Rep. Rodney Davis, R-Ill., said, "As one of the few members who has traveled to Cuba, I believe today's announcement is a good first step in removing trade and travel barriers that will not only boost our economy but Cuba's as well.
"The only way to weaken the Castro regime is by strengthening Cuba's middle class, which can only be done by lifting outdated trade and travel restrictions that have led to further isolation and oppression of the people of Cuba," said Davis.
"As the second largest exporter in agriculture commodities, Illinois relies on trade relations that allow our products to be sold to the rest of the world.
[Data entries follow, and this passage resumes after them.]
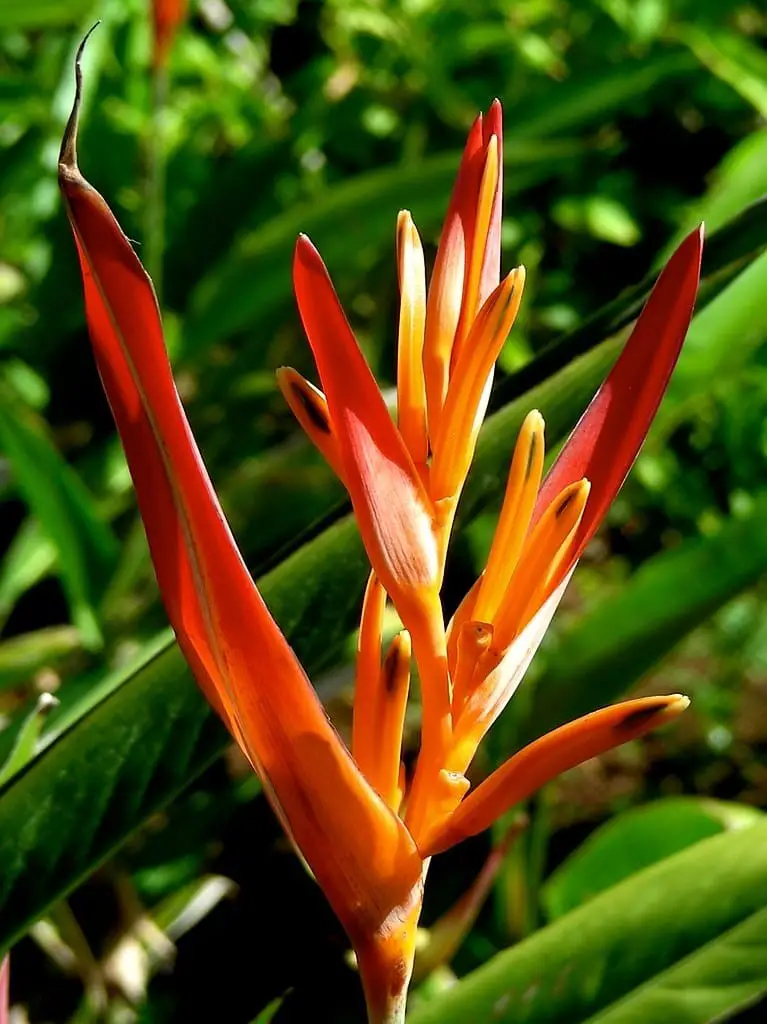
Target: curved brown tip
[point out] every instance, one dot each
(68, 153)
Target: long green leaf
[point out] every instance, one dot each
(710, 985)
(148, 733)
(633, 940)
(42, 13)
(600, 657)
(636, 839)
(85, 545)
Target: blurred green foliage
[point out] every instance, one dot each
(626, 123)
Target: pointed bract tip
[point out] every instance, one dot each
(68, 153)
(677, 704)
(535, 420)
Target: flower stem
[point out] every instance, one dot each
(155, 210)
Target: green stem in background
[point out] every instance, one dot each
(156, 166)
(518, 890)
(537, 850)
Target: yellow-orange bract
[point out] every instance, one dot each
(365, 828)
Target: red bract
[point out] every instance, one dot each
(366, 829)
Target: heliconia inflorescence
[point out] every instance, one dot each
(367, 829)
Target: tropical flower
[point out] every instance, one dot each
(366, 830)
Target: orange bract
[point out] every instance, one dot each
(366, 829)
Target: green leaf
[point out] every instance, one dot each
(635, 840)
(25, 747)
(129, 749)
(85, 545)
(23, 655)
(732, 57)
(710, 985)
(693, 957)
(739, 179)
(349, 223)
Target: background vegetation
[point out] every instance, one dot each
(141, 876)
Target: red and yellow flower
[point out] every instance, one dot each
(367, 830)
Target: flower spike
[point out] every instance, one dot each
(543, 760)
(365, 828)
(395, 514)
(310, 409)
(359, 852)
So at a time when America is yearning for more manufacturing jobs and to produce more, improving trade relations with Cuba will only further this goal while helping to empower the people of Cuba," Davis concluded.
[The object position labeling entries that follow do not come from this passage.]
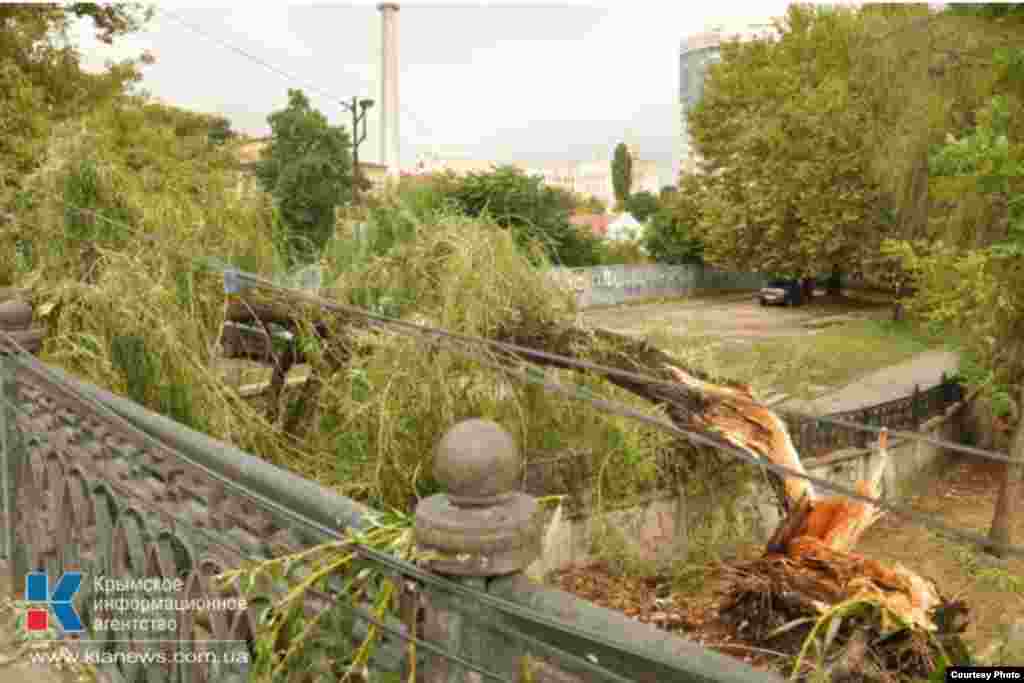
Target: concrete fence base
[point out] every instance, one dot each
(658, 529)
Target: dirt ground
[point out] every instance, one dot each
(728, 316)
(964, 498)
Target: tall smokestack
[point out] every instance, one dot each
(389, 86)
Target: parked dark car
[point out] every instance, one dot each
(784, 292)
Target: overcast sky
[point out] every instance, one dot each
(488, 81)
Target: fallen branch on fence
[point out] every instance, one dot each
(809, 566)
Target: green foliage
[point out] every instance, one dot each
(220, 131)
(780, 128)
(642, 206)
(531, 211)
(970, 278)
(42, 81)
(626, 252)
(594, 205)
(622, 172)
(671, 236)
(307, 168)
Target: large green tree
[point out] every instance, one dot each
(622, 172)
(672, 235)
(307, 167)
(41, 79)
(786, 183)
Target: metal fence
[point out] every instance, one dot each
(816, 437)
(612, 285)
(95, 483)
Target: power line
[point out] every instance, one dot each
(577, 364)
(341, 101)
(696, 438)
(33, 365)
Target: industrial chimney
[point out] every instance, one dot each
(389, 86)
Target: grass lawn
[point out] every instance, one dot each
(808, 365)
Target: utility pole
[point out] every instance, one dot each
(358, 109)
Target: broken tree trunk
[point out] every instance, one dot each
(809, 565)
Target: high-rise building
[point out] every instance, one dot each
(696, 53)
Sen. Jerry Moran, R-Kan., limited his statement to one of "great relief" at the release of Gross.
Moran noted that he was the author of a December 2012 unanimously passed Senate resolution (S. Res. 609), which called on Cuba to immediately and unconditionally release Gross.
But when he was in the House, Moran was a co-sponsor of a 2010 bill that would have required the Treasury Department to eliminate the banking and travel restrictions that the Obama administration now intends to eliminate – a move that agriculture groups say may help them increase sales.
Then-House Agriculture Committee Chairman Collin Peterson, D-Minn., was a sponsor of that 2010 legislation, but he did not issue a statement in response to Obama's actions. The Peterson-Moran bill passed the House Agriculture Committee on a vote of 25 to 20, but did not become law.
Sen. Roy Blunt, R-Mo., the likely incoming chairman of the Senate Agriculture Appropriations Subcommittee, said he opposes Obama's plans to change U.S. policy toward Cuba.
"I oppose this move, and I believe it is a mistake. It's hard – if not impossible – to normalize relations with a Castro-led Cuba. And I don't see anything in the president's announcement to persuade me otherwise," Blunt said in a statement.
"Under this administration's foreign policy agenda, our friends are concerned and our adversaries are encouraged. We'll see how far the president wants to go with his Cuba proposal, but I have no confidence in this move based on his foreign policy record thus far," Blunt added.